Create autonomous analyze datasets and generate insights autonomously using LLM agents

Building Data Analysis Agent with AI Agents 2026

Introduction

AI agents that can analyze datasets and generate insights autonomously are transforming how developers work. This guide shows you how to build a production-ready Data Analysis Agent using CrewAI + Pandas Tools.

What We're Building

A Data Analysis Agent that can:

  • Understand complex requests
  • Break them into sub-tasks
  • Execute tasks autonomously
  • Handle errors and retry
  • Produce consistent, high-quality output
  • Architecture

    
    User Request
        ↓
    [Data Analysis Agent Orchestrator]
        ↓
    [Task Planning] → [Tool Selection] → [Execution]
        ↓                                      ↓
    [Validation] ←──────────────────── [Results]
        ↓
    Final Output
    

    Implementation with LangGraph

    python
    from typing import TypedDict, Annotated, List
    from langgraph.graph import StateGraph, END
    from langgraph.graph.message import add_messages
    from langchain_openai import ChatOpenAI
    from langchain_core.messages import BaseMessage, HumanMessage, AIMessage
    from langchain_core.tools import tool
    import json

    State definition

    class DataAnalysisAgentState(TypedDict): messages: Annotated[List[BaseMessage], add_messages] task: str sub_tasks: List[str] completed_tasks: List[str] final_output: str | None iterations: int

    Define tools for analyze datasets and generate insights autonomously

    @tool def analyze_task(task: str) -> str: """Break down a complex task into sub-tasks.""" llm = ChatOpenAI(model="gpt-4o-mini") response = llm.invoke(f"Break this into 3-5 specific, actionable sub-tasks: {task}") return response.content

    tools = [analyze_task, execute_sub_task, validate_output]

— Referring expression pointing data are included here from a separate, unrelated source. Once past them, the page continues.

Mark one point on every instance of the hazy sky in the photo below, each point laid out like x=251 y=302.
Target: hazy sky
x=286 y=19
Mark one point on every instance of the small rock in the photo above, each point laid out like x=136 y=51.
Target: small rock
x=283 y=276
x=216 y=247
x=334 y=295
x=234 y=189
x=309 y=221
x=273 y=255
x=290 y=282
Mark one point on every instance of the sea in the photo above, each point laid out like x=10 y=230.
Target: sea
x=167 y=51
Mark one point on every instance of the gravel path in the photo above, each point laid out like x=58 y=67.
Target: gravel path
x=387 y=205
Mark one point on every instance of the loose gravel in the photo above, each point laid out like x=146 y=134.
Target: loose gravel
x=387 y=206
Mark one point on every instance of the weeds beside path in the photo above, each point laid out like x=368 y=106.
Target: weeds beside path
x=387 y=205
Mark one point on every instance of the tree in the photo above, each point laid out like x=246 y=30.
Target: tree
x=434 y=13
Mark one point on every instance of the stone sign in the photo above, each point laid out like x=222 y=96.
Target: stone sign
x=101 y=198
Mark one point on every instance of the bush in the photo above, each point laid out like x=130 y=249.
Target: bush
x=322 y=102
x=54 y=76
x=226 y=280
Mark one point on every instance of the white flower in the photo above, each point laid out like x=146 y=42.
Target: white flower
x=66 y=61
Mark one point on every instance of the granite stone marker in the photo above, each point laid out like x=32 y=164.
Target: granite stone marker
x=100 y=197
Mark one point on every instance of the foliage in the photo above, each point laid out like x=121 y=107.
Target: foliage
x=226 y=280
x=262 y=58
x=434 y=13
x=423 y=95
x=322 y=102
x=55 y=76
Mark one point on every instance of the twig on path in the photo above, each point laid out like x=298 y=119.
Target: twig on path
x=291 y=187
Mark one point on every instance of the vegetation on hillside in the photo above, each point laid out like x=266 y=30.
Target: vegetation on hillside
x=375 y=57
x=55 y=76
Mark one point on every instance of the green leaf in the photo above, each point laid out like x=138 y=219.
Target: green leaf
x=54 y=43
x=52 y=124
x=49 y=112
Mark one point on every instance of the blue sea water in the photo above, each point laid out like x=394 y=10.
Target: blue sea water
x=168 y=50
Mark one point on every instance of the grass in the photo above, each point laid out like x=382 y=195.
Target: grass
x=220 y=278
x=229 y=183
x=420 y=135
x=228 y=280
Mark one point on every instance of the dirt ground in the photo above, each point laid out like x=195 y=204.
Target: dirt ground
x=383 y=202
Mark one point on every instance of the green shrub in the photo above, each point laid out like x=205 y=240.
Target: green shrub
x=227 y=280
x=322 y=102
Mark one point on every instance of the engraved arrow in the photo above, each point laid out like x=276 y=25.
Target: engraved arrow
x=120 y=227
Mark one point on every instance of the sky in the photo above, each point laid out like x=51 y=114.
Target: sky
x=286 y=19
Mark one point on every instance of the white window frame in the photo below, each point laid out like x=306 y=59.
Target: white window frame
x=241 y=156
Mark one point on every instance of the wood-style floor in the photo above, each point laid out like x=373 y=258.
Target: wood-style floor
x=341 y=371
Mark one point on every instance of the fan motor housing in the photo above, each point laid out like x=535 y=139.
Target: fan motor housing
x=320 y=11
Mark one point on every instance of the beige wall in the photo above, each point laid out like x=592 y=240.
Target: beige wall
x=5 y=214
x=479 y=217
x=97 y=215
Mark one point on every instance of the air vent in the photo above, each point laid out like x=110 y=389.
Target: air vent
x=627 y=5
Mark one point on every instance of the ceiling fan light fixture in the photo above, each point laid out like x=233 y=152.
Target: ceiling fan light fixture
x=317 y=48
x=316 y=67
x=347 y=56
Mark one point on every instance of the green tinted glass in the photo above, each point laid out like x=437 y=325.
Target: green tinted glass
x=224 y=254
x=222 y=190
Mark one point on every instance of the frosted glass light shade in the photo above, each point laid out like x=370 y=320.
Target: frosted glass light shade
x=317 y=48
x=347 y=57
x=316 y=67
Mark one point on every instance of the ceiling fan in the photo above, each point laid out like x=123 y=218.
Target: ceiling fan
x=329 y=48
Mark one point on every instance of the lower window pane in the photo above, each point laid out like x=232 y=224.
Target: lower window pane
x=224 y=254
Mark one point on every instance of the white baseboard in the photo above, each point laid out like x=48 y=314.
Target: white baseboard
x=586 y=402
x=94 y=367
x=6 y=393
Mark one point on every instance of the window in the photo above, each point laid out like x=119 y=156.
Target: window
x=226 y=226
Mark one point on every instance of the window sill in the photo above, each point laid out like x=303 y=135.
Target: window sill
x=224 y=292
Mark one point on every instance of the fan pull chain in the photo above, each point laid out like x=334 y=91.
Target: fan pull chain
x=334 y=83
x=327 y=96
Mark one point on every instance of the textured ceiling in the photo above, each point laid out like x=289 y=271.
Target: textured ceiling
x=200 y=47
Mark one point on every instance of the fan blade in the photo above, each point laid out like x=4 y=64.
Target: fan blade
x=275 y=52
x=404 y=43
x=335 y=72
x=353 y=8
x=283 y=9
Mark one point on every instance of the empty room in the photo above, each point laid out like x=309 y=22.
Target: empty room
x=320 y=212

    Initialize LLM with tools

    llm = ChatOpenAI(model="gpt-4o", temperature=0.3) llm_with_tools = llm.bind_tools(tools)

    Agent node

    def agent_node(state: DataAnalysisAgentState): if state.get("iterations", 0) > 8: return {"final_output": "Max iterations reached", "iterations": 9} response = llm_with_tools.invoke(state["messages"]) return { "messages": [response], "iterations": state.get("iterations", 0) + 1 }

    Tool execution node

    from langgraph.prebuilt import ToolNode

    tool_node = ToolNode(tools)

    def should_continue(state: DataAnalysisAgentState) -> str: last_msg = state["messages"][-1] if hasattr(last_msg, 'tool_calls') and last_msg.tool_calls: return "tools" return "end"

    Build graph

    workflow = StateGraph(DataAnalysisAgentState) workflow.add_node("agent", agent_node) workflow.add_node("tools", tool_node) workflow.set_entry_point("agent") workflow.add_conditional_edges("agent", should_continue, {"tools": "tools", "end": END}) workflow.add_edge("tools", "agent")

    agent = workflow.compile()

    Using the Agent

    python
    from langchain_core.messages import HumanMessage

    def run_data_analysis_agent(request: str) -> str: """Run the Data Analysis Agent on a user request.""" initial_state = { "messages": [HumanMessage(content=request)], "task": request, "sub_tasks": [], "completed_tasks": [], "final_output": None, "iterations": 0 } result = agent.invoke(initial_state) # Extract the final answer last_message = result["messages"][-1] return last_message.content

    Usage

    output = run_data_analysis_agent( "Create a comprehensive plan to analyze datasets and generate insights autonomously" ) print(output)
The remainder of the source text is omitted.